See http://www.securityfocus.com/bid/18876/solution
and the Echo Research Development Centre ? See
http://advisories.echo.or.id/adv/adv36- ... e-2006.txt

greetings
fonny

[Elpie]

Hi fonny,
SecurityFocus were notified but didnt read the email very carefully it seems
They have ExtCalendar listed under a couple of different ID's and updated only one, but not with the correct information (http://www.securityfocus.com/bid/19042/solution).

davdrrm who did most of the coding for the updated version intends to get this up on the forge and onto the extensions site soon, which will make it easier for people to find.

 

[Elpie]

@BoardJIVE - have you changed anything on your site that may be preventing installation?  Nobody is able to reproduce the problem you are having and no-one else has reported it, so its looking likely that there is something in your site/server setup that is preventing installation.
Sorry, I know this is not much help

[ssherlock]

Latest Events still needs to be fixed.

dpk, thanks for the "comment out" solution - dunno what effect it has, but at least the mini-calendar is running.

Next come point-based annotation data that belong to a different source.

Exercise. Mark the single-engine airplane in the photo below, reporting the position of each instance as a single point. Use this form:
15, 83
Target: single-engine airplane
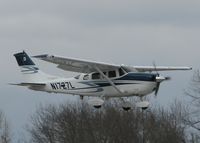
99, 81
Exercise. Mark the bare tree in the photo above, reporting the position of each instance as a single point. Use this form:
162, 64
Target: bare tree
80, 123
193, 119
5, 136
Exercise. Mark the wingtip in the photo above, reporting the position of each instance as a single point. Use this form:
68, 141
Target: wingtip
41, 56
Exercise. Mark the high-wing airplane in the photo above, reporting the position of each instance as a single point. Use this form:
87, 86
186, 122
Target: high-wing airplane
99, 81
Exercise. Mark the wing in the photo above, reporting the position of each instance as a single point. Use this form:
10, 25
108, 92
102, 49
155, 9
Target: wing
77, 65
153, 68
85, 66
28, 84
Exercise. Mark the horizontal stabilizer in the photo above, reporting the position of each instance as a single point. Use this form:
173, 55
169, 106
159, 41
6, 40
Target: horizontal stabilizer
28, 84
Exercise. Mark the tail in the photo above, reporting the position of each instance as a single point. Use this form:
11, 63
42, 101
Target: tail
30, 71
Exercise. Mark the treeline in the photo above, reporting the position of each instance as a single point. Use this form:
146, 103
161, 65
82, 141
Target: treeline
81, 123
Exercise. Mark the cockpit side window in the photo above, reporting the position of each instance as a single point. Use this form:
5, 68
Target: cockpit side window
86, 77
96, 76
112, 74
121, 72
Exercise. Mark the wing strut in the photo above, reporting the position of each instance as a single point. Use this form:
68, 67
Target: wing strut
109, 80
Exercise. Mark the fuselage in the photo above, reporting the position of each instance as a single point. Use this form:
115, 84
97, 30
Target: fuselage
131, 84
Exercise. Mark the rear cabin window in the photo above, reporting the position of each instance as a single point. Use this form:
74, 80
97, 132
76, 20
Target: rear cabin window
111, 74
121, 72
77, 77
86, 77
96, 76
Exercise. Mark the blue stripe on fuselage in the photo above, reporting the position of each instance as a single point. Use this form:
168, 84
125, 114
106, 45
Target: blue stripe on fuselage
139, 77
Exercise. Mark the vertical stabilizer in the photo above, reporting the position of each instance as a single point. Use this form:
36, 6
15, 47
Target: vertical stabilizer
30, 71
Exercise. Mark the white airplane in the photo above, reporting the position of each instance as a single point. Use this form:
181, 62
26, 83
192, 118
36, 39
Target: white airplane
99, 81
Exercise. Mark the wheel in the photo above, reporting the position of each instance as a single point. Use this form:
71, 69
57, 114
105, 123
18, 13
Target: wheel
97, 106
126, 108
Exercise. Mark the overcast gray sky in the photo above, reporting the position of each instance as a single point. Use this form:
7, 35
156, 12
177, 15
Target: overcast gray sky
131, 32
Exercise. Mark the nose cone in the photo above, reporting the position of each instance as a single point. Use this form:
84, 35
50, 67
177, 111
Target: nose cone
160, 79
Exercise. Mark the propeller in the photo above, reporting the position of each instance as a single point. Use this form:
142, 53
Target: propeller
159, 79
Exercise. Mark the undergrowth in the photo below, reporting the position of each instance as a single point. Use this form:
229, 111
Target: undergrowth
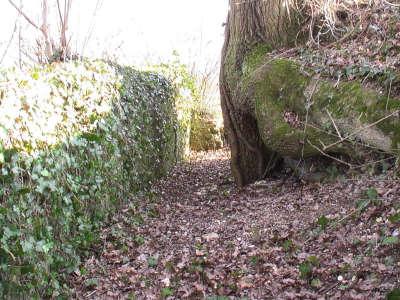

Would this be as simple as adding the following?
defined( '_VALID_MOS' ) or die( 'Direct Access to this location is not allowed.' );
to the php files?

I should add I'm only asking because I've seen this mentioned elsewhere and it's NOIT because I actually know what I'm talking about!

I hope the above is the case because it is a very useful component and my site is missing it.

[Elpie]

Latest Events still needs to be fixed.

dpk, thanks for the "comment out" solution - dunno what effect it has, but at least the mini-calendar is running.

Would this be as simple as adding the following?
defined( '_VALID_MOS' ) or die( 'Direct Access to this location is not allowed.' );
to the php files?

No. Adding that line would make it safer, but it would still be vulnerable.